Les deux. Le secteur minier est assez particulier : il existe une pénurie mondiale de professionnels qualifiés, et une grande partie de cette main-d’œuvre est vieillissante. Nous adoptons donc une approche duale : attirer des experts internationaux tout en transférant leurs connaissances et en développant nos propres compétences locales au sein du royaume. Nos décennies d’expérience dans le pétrole, le gaz, la pétrochimie et la chimie nous donnent une base très solide. Ces industries nous apportent un avantage considérable pour développer le potentiel minier, car elles mobilisent des compétences d’ingénierie, de logistique et techniques similaires. Nous renforçons nos efforts de formation et de développement des compétences à travers plusieurs programmes académiques et professionnels.
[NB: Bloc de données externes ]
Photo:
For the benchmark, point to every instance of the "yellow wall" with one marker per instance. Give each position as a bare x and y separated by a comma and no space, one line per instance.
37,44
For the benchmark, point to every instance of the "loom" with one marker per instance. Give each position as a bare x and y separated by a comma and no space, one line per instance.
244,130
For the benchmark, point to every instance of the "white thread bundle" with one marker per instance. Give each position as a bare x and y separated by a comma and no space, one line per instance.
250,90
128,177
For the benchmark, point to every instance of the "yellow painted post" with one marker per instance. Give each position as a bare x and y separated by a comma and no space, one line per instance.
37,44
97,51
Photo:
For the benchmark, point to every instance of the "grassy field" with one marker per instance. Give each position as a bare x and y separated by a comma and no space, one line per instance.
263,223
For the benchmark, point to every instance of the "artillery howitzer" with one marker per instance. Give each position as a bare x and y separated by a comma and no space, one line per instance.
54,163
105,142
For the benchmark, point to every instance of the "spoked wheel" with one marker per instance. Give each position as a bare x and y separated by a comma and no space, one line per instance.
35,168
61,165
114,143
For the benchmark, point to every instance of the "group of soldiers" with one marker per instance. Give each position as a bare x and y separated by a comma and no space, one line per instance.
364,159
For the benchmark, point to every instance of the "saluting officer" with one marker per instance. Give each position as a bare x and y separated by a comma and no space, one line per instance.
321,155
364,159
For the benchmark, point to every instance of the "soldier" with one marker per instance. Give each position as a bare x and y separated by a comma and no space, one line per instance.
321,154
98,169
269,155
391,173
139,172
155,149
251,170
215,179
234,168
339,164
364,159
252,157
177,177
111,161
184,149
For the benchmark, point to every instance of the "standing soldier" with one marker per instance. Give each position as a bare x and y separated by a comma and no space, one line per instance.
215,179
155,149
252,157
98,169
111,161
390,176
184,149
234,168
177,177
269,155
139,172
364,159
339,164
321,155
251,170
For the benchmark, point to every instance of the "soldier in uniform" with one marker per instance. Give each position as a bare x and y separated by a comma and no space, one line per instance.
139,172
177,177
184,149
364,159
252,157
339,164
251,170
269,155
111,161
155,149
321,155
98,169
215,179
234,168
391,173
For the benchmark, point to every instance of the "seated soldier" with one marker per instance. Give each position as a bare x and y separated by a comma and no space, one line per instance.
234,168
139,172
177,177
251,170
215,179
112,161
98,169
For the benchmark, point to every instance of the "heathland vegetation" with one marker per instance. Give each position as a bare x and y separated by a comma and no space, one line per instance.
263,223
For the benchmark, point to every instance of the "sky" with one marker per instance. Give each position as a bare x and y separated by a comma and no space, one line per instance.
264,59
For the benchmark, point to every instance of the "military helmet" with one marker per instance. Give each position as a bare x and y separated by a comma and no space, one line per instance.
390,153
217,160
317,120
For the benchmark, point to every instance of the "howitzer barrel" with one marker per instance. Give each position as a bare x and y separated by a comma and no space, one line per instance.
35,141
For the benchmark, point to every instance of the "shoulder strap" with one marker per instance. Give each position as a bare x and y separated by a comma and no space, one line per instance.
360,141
Par exemple, nous avons lancé un programme de sciences et d’ingénierie minières à la King Fahd University of Petroleum and Minerals, l’une de nos institutions les plus prestigieuses, afin de former la nouvelle génération de géologues et d’ingénieurs miniers. Nous disposons également du Saudi Mining Polytechnic, qui rencontre un grand succès et diplôme chaque année des centaines d’étudiants.
Où en est le projet de Bourse saoudienne des métaux ?
La Bourse des matières premières, ou Bourse des métaux, fait partie des initiatives à fort potentiel que nous étudions. Le projet est encore en phase de conception, mais nous voyons un fort avantage compétitif pour l’Arabie saoudite à introduire un nouveau modèle innovant de commerce de matières premières, fondé sur la stabilité, la transparence et la confiance des investisseurs.
Le développement durable et l’acceptabilité sont-ils des critères importants pour le royaume ?
Bien sûr. Nous intégrons la responsabilité et la durabilité à toutes les étapes du développement, de l’exploration à l’extraction, jusqu’au traitement des minerais. Par exemple, notre nouvelle loi sur l’investissement minier impose des normes ESG strictes, rend obligatoire la concertation avec les communautés locales et exige une réhabilitation environnementale complète de la part de chaque investisseur, aussi bien pour l’exploration que pour l’exploitation et le raffinage.
Le royaume met également en œuvre plusieurs programmes de décarbonation et de réduction de l’empreinte carbone. L’ensemble de ces initiatives contribue à assurer la durabilité à long terme du secteur minier et métallurgique.
L’ensemble de ces efforts et évolutions récentes sont-ils le signe d’une volonté de l’Arabie saoudite de ne pas compter que sur le gaz et le pétrole ?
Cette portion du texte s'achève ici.